Indigo Swale, I was glad to see you inject (ouch) a little scientific knowledge into this discussion.
My house is full of brown recluses--they are the most common house spider around here (Missouri Ozarks). I don't know anyone personally who has had a necrotizing wound from a brown recluse, and my family has lived in this area forever.
Most doctors don't know squat about entomology, and they
misdiagnose necrotizing wounds as spider bites.
California, for example, has a very high number of reported brown recluse bites, and very very tiny number of actual verified brown recluse spiders, because THEY DON'T LIVE THERE.
From the University of California at Davis
Brown Recluse and Other Recluse Spider Management Guidelines--UC IPM (and a similar article from Florida
2004 - Bronson Urges Closer Consideration:
"There are fewer than
10 documented cases of the spider being collected in California, spanning more than 4 decades, typically in facilities that receive goods from out of state. Searching the immediate area yielded no additional brown recluses and therefore they were considered to be individual stowaways.
Undoubtedly, more brown recluses have been inadvertently brought into the state via commerce and the relocation of household belongings; however, amazingly few specimens have ever been collected.

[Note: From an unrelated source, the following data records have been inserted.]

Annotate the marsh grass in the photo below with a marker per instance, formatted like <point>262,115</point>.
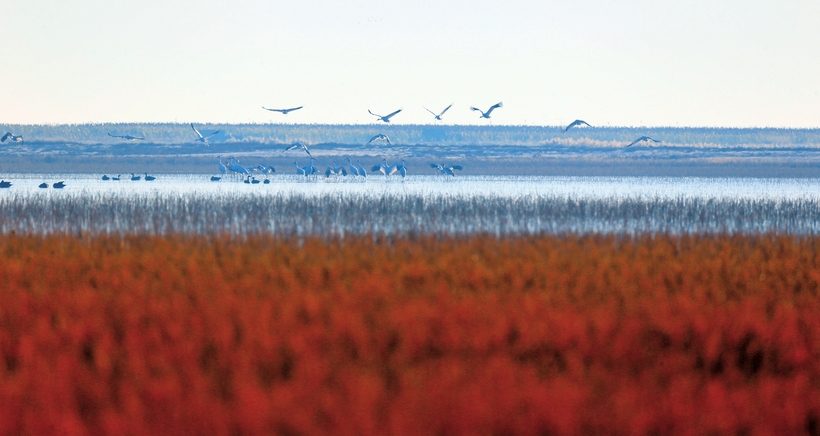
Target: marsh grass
<point>340,214</point>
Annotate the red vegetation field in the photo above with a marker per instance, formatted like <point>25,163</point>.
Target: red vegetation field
<point>543,335</point>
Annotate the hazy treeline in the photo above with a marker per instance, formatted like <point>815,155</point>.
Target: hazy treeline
<point>331,214</point>
<point>176,133</point>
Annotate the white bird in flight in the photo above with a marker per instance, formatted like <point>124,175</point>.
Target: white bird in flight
<point>128,137</point>
<point>489,111</point>
<point>438,117</point>
<point>203,139</point>
<point>448,170</point>
<point>15,138</point>
<point>299,145</point>
<point>283,111</point>
<point>385,118</point>
<point>642,139</point>
<point>576,123</point>
<point>382,137</point>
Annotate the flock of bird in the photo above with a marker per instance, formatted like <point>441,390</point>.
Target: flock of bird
<point>310,169</point>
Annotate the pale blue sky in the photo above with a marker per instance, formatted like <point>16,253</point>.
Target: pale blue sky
<point>611,62</point>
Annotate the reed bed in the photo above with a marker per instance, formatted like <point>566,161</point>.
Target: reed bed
<point>421,335</point>
<point>343,214</point>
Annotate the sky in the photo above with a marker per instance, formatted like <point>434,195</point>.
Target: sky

Never have any of these translocated spiders been able to establish a foothold and start a population in California.
Considering that there are millions of brown recluses cohabiting with people in the southcentral Midwest and brown recluse bites are only an occasional occurrence there, California does not have anywhere near sufficient populations of these spiders to be responsible for the number of cases or illnesses that are attributed to them.
MEDICAL MISDIAGNOSES
One reason for the great "awareness" of the recluse spiders throughout the United States is that necrotic wounds are misdiagnosed as "brown recluse bites." Although recluses can cause these wounds, the biological data involving the distribution of the spider indicate that most of these diagnoses are incorrect.
A world-renowned toxicology physician who worked at University of Southern California Medical Center estimates that most spider bites in California referred to him were actually the work of other arthropods and that 60% of "brown recluse spider bite" diagnoses came from areas where no
Loxosceles spiders were known to exist.
Nationwide, some "brown recluse bites" were subsequently correctly diagnosed as
Staphylococcus infection,
Streptococcus ("flesh-eating bacteria") infection, Lyme disease, herpes simplex, diabetic ulcer, or bites from bedbugs, mites, ticks, small wasps, biting flies, or other spiders.
In addition, in one case where the offending spider was killed in the act of biting, a Californian doctor misidentified the spider as a brown recluse even though the spider had eight eyes, stripes on the cephalothorax, a patterned abdomen, and spines on the legs.
In any event, 90% of all brown recluse bites in the Midwest heal without severe problems and millions of people have lived there for years without experiencing bites."